The Health and Wealth Toll of Toxic Beauty Standards

Ortachali Beauty with a FanToxic beauty standards are costly – both in terms of health and wealth. This message resonates from a new report funded by the Dove Beauty Bar brand and published jointly with the STRIPED project at the Harvard School of Public Health.

This report details the cost of unrealistic beauty standards exploited by a beauty industry that rungs up half a trillion dollars in sales annually around the world. The folks from the STRIPED project are quite clear about their goals for participating in this, writing on their website:

“With this report, we take aim at racist and gendered societal appearance ideals.”

Part of a PR Success Story

This report is a groundbreaking extension of a massively successful public relations campaign for the Dove Beauty Bar business. It wins PR awards by subversively attacking the beauty industry in which it participates (albeit in a peripheral way).

The Dove Campaign for Real Beauty is close to completing two decades of promoting more realistic beauty standards and aligning the Dove brand with core values that women can endorse broadly. A key part of this campaign has been a message track about body size diversity. This wins admiration from eating disorder activists.

Taking Aim at Weight Bias

We love this latest thread in the campaign because of the square aim it takes at weight bias in beauty standards. The report is 161 pages of well-researched social science and economics. Rebecca Puhl at the UConn Rudd Center is one of the key advisors for its development. The project also involved a diverse team of economists at Deloitte Access Economics.

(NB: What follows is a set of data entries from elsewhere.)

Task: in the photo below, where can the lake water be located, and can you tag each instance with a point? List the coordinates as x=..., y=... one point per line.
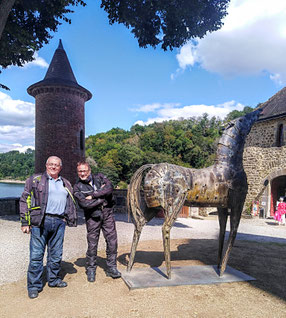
x=11, y=190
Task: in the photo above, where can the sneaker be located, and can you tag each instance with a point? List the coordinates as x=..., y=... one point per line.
x=59, y=284
x=113, y=272
x=91, y=276
x=33, y=293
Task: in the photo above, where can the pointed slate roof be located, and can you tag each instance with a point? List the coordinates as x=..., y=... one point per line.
x=275, y=107
x=59, y=73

But the PR magic comes from marrying an academically solid report with personal narratives of the effects that toxic beauty ideals have on girls and women throughout their lives. Ashton Garrison, 14, shares her lived experience with weight bias in healthcare from her own doctor:

“He said, ‘Fat kids become fat adults, and then they die.’”

Dove Toxic Beauty Ideals InfographicThis is not helpful. Teaching children or adults to hate or fear their bodies does nothing to inspire health. It has no place in healthcare nor in our beliefs about beauty.

Yes, there’s an agenda embedded in this campaign to burnish the brand of Dove, and frankly it works for us. We don’t care how much soap they sell, but bringing this kind of marketing savvy to the campaign against weight bias is very welcome.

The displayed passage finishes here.